9:30 This is kind of a picture talking about ecological succession. Mother Nature kind of tends to gravitate everything to a forest. It might take a couple hundred or thousand years depending on where you're at, but as time passes that tends to go to the far right of that diagram. And to the far left you got bare dirt or you got annual weed, something that wants to grow fast and put all its production into seed. And if you look at these things, the far left is a very highly bacterial.

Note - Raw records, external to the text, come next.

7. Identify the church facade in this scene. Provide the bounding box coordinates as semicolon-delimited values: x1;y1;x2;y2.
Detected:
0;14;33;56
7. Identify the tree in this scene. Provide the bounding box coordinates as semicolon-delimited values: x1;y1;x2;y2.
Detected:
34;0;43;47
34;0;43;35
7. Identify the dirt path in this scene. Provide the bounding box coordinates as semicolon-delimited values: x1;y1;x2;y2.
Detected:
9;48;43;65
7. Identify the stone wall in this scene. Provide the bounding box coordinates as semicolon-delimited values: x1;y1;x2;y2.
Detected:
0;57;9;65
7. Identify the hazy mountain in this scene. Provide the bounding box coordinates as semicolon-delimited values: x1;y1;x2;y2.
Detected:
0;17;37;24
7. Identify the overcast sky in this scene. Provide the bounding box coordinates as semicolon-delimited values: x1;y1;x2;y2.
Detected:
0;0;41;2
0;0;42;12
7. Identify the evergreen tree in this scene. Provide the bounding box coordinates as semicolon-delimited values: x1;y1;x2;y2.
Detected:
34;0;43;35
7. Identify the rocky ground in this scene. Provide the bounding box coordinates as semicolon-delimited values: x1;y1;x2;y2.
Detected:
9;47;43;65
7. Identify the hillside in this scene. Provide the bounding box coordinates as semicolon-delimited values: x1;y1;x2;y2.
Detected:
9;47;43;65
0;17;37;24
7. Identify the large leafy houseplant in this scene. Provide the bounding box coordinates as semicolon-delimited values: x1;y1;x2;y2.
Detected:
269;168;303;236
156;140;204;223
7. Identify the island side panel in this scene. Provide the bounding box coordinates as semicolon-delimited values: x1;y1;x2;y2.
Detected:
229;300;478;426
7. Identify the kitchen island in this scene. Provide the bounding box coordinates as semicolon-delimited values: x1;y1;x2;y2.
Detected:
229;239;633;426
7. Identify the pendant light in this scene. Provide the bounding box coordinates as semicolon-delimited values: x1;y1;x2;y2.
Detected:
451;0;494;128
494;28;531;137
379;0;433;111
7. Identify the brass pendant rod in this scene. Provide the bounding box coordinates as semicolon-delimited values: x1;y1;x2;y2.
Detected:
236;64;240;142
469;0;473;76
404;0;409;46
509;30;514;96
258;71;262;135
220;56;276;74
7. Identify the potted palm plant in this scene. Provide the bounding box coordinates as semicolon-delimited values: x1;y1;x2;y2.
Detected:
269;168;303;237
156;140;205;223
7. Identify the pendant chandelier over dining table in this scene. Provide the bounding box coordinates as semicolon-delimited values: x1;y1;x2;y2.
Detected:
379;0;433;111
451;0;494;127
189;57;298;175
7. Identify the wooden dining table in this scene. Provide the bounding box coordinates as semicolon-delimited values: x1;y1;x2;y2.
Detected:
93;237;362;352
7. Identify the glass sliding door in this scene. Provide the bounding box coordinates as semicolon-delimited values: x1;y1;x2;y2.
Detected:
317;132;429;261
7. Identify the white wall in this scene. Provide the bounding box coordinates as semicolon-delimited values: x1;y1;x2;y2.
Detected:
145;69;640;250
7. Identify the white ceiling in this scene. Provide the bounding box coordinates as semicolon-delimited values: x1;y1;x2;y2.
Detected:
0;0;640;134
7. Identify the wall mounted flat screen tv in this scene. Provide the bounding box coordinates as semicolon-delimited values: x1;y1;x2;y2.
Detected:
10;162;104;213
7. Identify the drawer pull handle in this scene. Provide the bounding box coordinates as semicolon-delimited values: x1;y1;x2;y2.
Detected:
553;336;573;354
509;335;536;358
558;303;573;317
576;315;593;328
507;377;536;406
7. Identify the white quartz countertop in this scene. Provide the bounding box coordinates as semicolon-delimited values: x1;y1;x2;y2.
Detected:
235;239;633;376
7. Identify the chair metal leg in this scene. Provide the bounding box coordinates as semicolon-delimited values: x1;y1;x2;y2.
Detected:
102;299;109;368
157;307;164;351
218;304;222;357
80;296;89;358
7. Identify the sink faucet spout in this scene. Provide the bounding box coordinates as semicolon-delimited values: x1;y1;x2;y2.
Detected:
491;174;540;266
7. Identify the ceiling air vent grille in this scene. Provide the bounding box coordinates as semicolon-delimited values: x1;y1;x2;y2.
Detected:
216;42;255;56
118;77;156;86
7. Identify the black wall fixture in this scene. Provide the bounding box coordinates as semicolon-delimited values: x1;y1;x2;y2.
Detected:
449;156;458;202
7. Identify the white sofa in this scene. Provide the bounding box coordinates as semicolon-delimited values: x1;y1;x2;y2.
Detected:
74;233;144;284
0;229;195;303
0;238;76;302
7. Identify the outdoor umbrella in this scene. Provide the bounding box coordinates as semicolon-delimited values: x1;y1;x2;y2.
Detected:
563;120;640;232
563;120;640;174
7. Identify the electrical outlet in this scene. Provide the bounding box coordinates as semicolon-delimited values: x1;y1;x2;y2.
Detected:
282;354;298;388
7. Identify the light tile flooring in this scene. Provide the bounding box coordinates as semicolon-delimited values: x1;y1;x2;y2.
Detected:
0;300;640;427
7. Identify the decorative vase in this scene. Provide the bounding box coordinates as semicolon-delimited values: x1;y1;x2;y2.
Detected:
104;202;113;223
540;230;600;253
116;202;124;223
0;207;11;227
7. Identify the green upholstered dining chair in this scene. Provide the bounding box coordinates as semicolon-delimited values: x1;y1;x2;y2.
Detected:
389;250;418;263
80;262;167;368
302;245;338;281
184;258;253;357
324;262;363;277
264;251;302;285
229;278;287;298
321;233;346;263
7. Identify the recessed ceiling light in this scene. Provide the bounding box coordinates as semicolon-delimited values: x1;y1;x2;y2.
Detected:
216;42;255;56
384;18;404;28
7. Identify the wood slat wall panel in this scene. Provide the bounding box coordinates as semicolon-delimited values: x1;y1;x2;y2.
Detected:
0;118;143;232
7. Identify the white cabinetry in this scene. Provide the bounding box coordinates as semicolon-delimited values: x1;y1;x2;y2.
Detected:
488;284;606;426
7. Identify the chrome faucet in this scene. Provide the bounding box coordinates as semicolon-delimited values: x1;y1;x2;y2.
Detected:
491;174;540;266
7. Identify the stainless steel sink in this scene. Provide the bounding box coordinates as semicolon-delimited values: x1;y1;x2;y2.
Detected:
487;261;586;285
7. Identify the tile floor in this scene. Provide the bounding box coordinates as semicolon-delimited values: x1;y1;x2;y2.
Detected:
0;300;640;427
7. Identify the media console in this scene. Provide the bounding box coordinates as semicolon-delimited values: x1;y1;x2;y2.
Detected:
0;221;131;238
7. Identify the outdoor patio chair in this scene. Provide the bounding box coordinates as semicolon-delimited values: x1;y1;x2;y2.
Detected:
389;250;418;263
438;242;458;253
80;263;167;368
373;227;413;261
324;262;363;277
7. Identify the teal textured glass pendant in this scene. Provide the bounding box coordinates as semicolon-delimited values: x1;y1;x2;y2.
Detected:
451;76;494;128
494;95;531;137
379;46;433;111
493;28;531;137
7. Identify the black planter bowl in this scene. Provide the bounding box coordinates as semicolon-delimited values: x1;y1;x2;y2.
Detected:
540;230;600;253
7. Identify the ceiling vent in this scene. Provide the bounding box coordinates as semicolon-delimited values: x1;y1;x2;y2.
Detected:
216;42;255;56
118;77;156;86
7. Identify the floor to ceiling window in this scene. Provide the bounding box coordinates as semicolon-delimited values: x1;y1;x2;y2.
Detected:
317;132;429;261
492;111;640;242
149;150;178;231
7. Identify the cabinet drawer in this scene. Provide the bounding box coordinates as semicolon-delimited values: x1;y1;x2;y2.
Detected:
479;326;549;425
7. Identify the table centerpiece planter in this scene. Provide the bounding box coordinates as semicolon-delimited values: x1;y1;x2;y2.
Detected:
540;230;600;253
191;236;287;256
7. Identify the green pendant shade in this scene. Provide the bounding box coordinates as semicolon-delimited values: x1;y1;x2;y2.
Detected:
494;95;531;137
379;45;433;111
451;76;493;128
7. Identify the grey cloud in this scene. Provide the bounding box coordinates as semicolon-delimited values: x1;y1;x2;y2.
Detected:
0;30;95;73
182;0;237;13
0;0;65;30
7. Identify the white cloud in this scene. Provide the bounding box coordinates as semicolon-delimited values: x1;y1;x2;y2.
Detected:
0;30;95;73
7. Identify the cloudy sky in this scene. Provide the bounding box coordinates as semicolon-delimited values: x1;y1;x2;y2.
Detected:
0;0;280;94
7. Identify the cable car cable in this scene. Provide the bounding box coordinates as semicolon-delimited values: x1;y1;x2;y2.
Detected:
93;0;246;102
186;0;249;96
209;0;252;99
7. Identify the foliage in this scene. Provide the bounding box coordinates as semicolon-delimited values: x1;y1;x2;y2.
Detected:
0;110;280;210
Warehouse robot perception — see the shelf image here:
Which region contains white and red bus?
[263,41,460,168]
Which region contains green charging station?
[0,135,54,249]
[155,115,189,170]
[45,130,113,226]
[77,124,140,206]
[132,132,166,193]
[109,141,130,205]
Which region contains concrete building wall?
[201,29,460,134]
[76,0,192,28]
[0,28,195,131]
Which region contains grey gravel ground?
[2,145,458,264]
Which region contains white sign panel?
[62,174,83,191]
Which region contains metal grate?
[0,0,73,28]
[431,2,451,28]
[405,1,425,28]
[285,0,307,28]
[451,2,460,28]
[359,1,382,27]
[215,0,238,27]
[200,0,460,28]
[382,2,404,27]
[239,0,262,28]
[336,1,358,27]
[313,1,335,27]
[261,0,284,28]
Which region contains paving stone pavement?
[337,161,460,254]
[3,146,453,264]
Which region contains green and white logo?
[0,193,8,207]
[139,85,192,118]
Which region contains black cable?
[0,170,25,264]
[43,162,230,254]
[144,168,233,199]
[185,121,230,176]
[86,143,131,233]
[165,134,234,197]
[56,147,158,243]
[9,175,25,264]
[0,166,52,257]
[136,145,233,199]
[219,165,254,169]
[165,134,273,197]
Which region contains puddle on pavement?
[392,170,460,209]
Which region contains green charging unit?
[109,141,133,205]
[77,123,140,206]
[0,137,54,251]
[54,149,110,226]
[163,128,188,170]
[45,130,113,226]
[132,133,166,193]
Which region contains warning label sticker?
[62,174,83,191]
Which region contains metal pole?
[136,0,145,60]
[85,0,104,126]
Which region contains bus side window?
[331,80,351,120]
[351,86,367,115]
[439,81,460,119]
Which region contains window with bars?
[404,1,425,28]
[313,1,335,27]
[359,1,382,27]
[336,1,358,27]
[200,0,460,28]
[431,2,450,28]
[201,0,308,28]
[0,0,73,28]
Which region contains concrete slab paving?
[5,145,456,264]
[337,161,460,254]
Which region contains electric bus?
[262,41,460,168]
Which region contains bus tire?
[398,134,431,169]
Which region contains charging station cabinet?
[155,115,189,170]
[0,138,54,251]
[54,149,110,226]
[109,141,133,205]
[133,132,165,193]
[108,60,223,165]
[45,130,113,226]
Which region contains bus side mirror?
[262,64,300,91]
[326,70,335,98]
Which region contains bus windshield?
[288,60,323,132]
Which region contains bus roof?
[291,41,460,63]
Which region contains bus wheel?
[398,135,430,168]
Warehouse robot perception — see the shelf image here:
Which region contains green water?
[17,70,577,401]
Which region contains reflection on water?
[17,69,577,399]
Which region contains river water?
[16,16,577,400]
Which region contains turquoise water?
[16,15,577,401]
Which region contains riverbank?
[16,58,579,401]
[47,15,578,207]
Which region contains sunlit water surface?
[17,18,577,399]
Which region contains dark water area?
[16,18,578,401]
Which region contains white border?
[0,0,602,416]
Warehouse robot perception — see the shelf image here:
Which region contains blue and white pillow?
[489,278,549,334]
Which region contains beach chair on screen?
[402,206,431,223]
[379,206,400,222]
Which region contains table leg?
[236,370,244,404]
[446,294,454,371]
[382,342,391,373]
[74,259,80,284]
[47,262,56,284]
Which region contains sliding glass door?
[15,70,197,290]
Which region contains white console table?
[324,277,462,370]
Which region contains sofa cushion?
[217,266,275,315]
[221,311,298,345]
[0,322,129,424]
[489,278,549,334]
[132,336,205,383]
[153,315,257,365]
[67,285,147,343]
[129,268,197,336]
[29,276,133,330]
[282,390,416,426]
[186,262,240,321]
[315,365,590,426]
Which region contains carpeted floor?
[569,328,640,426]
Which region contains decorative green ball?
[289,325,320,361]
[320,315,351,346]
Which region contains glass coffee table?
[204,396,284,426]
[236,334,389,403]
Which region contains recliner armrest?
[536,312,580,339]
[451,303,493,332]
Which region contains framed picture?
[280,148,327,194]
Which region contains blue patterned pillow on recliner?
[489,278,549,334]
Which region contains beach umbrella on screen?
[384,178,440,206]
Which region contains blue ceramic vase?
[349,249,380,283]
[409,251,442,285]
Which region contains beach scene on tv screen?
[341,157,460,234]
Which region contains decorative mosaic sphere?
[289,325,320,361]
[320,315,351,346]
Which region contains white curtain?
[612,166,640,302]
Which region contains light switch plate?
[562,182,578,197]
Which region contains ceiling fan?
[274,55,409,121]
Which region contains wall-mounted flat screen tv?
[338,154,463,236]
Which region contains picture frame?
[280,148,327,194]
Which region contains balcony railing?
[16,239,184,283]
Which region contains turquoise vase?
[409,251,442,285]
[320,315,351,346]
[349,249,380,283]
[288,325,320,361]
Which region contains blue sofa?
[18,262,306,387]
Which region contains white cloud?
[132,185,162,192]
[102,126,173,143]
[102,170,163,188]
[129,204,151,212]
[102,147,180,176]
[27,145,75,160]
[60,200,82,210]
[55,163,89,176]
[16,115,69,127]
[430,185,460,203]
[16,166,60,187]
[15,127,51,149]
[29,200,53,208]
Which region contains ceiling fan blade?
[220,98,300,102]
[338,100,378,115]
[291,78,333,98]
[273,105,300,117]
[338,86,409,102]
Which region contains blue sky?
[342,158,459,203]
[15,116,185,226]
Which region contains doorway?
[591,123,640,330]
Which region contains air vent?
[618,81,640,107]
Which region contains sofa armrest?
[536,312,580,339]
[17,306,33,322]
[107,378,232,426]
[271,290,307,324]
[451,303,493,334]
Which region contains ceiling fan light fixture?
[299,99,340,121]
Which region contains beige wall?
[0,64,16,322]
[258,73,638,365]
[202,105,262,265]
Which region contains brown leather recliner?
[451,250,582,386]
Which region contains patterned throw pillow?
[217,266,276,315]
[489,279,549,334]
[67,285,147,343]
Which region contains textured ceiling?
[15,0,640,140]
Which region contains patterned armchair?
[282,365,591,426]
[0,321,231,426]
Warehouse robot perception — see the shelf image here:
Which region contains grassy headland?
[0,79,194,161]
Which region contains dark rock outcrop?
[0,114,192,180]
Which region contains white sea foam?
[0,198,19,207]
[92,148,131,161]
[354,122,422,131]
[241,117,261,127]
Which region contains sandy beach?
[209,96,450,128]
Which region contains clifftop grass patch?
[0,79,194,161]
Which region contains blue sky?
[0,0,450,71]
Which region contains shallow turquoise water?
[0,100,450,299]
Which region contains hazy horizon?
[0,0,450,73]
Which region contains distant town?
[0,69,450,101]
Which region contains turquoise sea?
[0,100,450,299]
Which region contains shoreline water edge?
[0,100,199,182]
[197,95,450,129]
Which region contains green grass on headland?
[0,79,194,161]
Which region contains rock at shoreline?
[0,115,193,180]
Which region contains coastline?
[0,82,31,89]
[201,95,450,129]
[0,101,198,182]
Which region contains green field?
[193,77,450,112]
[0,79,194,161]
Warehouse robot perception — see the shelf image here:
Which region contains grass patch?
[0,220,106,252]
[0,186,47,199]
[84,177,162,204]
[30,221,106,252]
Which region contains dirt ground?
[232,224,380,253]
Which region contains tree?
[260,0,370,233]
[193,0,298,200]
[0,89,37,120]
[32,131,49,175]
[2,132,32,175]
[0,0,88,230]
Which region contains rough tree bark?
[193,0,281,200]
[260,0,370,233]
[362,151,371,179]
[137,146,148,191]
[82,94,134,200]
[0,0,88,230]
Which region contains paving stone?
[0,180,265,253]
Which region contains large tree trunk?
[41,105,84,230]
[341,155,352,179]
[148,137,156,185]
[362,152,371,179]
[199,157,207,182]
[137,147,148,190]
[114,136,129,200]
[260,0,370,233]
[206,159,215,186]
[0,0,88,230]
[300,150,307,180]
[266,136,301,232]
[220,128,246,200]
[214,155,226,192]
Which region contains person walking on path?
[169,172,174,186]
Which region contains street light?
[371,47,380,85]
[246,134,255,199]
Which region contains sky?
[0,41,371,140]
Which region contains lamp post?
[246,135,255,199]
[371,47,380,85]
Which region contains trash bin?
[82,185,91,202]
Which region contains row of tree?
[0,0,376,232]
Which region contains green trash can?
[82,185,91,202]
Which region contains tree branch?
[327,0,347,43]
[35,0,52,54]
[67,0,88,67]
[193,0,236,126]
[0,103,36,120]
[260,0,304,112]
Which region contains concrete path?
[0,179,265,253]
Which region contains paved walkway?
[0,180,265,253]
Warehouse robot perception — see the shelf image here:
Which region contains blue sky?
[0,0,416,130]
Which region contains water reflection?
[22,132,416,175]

10:07 Dominated soil and I don't call it soil. I guess it'd be called dirt because there's not the living soil food web is not in that far left spectrum so it's more functioning like dirt instead of soil. It's just a growing medium, but as you move along that progression, you start changing and if you kind of get right in the middle where we kind of want to be, you got, you know, half fungus and half bacteria. We're not growing trees so we don't want to get to the other far end of the spectrum.
10:40 Steve mentioned it a little earlier this morning, you know, what's a tool we could use? This isn't fancy like the one at the Noble Foundation. This is just a 300 or 400 dollar microscope, but what I've been doing is taking soil samples and looking at the organisms that are in my field. And on the far left there is a sample from my field and all them very teeny little dots are just bacteria, and it's the same story across.
11:14 Most of my fields, that's all there is, it's strictly bacteria. As you go to the middle there, you can see that long strand in the middle, that's a fungus strand. And keep that, that's in some compost, but that is one drop under that microscope diluted with 10 parts of water. So that's just a little speckle, that's just one drop and you can see that much activity going in there.
11:44 So I'm trying to give you the where my head's at, why I'm doing this, and I'll show you a little later what I'm doing, but I'm trying to get that soil food web back functioning so that I can start reducing all these other inputs and start making my soil function like it's supposed to.
12:04 You know, how does tillage upset all these things? I talked about it, it destroys any of that stability that those organisms built, any of those aggregates that were glued together. Anytime you take a tillage tool through there, you just explode all those aggregates, and that's not going to allow water to infiltrate. And you also decrease how much water you can even hold in that soil. Your soil bulk density increases, and you can imagine what happens to that soil biology, that's that.